My first job, I worked with a "friend" of mine who made sure that I knew I wasn't as good at the job as she was. 

Skip ahead a few years to when I was working a book store. I was constantly berated because I wasn't reading as fast or as much as everyone else. Then there were two of the managers... They wouldn't let me take bathroom breaks, gave me extra work with unreasonable deadlines, and openly made fun of my weight. One night, I was about to get off shift when one of them said, "Rie can do it." This was a job that would have taken over an hour and I was off in ten minutes, so I said in the nastiest tone I'm capable of, "Nope. Rie is off in ten minutes."

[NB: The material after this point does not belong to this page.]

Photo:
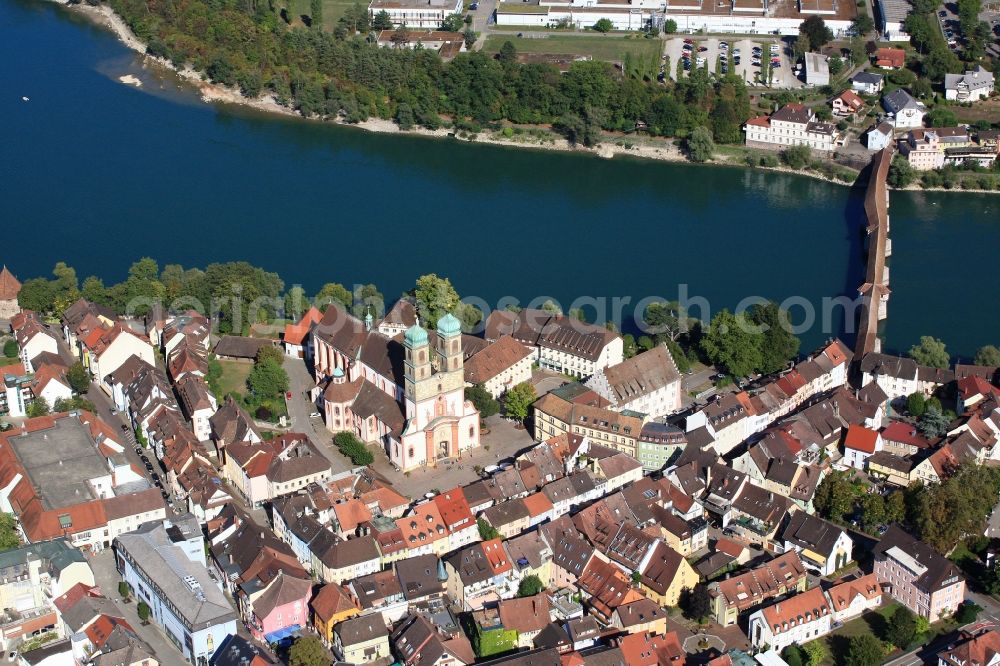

Then I got a job at a music/movie store. Not long after I started, one guy quit and I was constantly reminded that he quit because he didn't like me. Even the store manager told me this. Now, we were allowed to pick the music played in the store as long as it didn't curse. I made a near fatal error by stating that I hate Frank Sinatra. So I got ripped apart for my taste in music. Then came the fun part... I got made fun of for being a Christian. Make fun of muslims and all hell breaks loose, but Christians are fair game? 

I suppose I'm too quiet and a bit naive. I find bullies everywhere I go. I'm a perma-victim. Yay me. 

Tuesday, March 14, 2017

The Bad Guy

I don't get it...

I'm often made out to be the bad guy in a situation. Dad pushes me to where I have a breakdown? I'm the bad guy. I tell my friends, repeatedly mind you, to give me back the thing they stole from me? I'm the bad guy. I put my foot down to maintain my safety and sanity? You got it... I'm the bad guy.

I'm easy to blame. I get all flustered when I'm angry, so defending myself doesn't go over well. I'm small and don't talk a lot. And let's not forget the fact that I'm "only" mentally ill.

People are far too quick to judge me on my behaviour like everything I do is calculated and purposeful. I don't get out of hand often anymore, but it still happens. Now hear me when I say this: I have exactly zero control over my emotions and only about fifty percent control over my behaviour, so to say I'm at fault for everything I do is preposterous. 

I'll own up to bad behaviour when I'm in control over myself, but don't you dare say that the things my mental illness controls is me. I HAVE a mental illness; I am not that illness. Understand that when you think I'm being rude, unusual, or inappropriate, that's the illness... not me. I've always been described as kindhearted, funloving, and giving. 

There is the illness, and there is me. Learn the difference.

Tuesday, March 7, 2017

Hey Sunshine

Clouds and snow and clouds.

For the last while, it's been cloudy most days. Now, I don't know about y'all, but for me, cloudy days increase my depression. I've had some pretty bad days in recent weeks. But when the sun comes out, it's like instant relief! Well... most of the time.

A couple of weeks ago, I had possibly the hardest day I've had lately, but by all accounts, I should have had one of the best. The sun was shining and I wasn't couped up in the house because I was running errands with my mom. I didn't understand it. I still don't. 

Yesterday I was driving home from having lunch with my parents and I was in heaven. The sun was out and it warmed up my car. That warmth surrounded me and it was like I had no worries in the world. 

Needless to say, I'm looking forward to summer. I'd say spring, but the way this winter has gone, we'll probably have snow into June here. I hope my pessimism is unfounded, however. I need blue skies and no more snow!